I read this from a Guardian reader the other day:

We paid a £1,000 deposit by BACS transfer in July for double glazing with a company called Highgrove Windows. Work has still not started and I’ve heard from five other customers in the same boat, including a couple who have waited over a year.

When we employed the company it was registered with Fensa, the official competent persons scheme for glazing. However, its membership has been cancelled due to the number of complaints and Fensa is not interested, even though they claim on their website that if a trader breaches Fensa rules they will aid prosecution. They insist registered traders take out a deposit insurance policy, but it’s the trader’s responsibility to register each customer’s details for any insurance to become effective. Thus, while reputable companies readily register your details, rogue traders will not, allowing a loophole for them to get away with vast sums of money.
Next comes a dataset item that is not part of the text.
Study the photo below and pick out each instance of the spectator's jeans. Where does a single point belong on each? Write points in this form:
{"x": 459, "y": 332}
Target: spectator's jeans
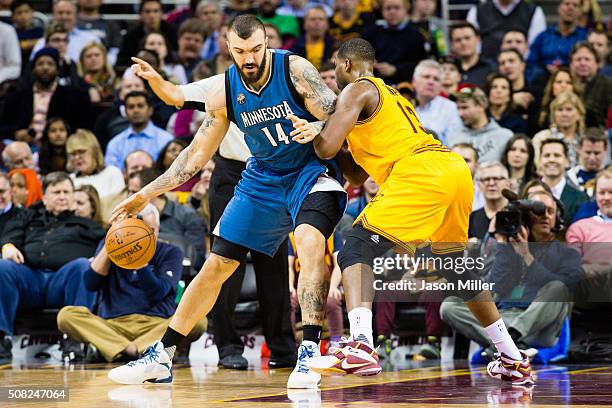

The company is being investigated by Kent Trading Standards, but even with the numerous complaints they have received none of us has had any assurances they will prosecute.

Then look at one of the comments the reporter made in her response:

There is nothing, it seems, to prevent someone who knows how to play the system to defy toothless regulations and repeatedly reinvent himself.

Here is the post in question: http://www.guardian.co.uk/money/2013/jan/06/highgrove-windows-fensa-trading-standards

The point Anna, the reporter, makes is absolutely spot on. Rather embarrassingly, if an outsider can identify the massive failure in regulation and legal protection for the customer in cases like this, then why can’t we do anything about it as an industry? We can see the loopholes, and we can see the problems. But I think the issue we have is that as an industry we see the problem as too big to tackle and can’t be that bothered to do anything about it.

The fact is though, there are some very clever people and some very powerful people who could, if they got their brains in gear, come up with a solution that could have teeth and close loopholes like this for good. We have the tools and the organisations like FENSA and the GGF in place to make such things happen once a solution can be found. I just think that in an industry as mature and innovative as ours, it’s staggering to think that we can still let cowboys and rogue tradesmen operate relatively freely in this country.

What is most concerning about this is the article itself. It is yet more bad press for our industry when the rest of us are trying so desperately hard to be the absolute opposite to what is being reported in this article. It’s not good from FENSA’s point of view as they are mentioned and they are our industry’s biggest self-certifying organisation.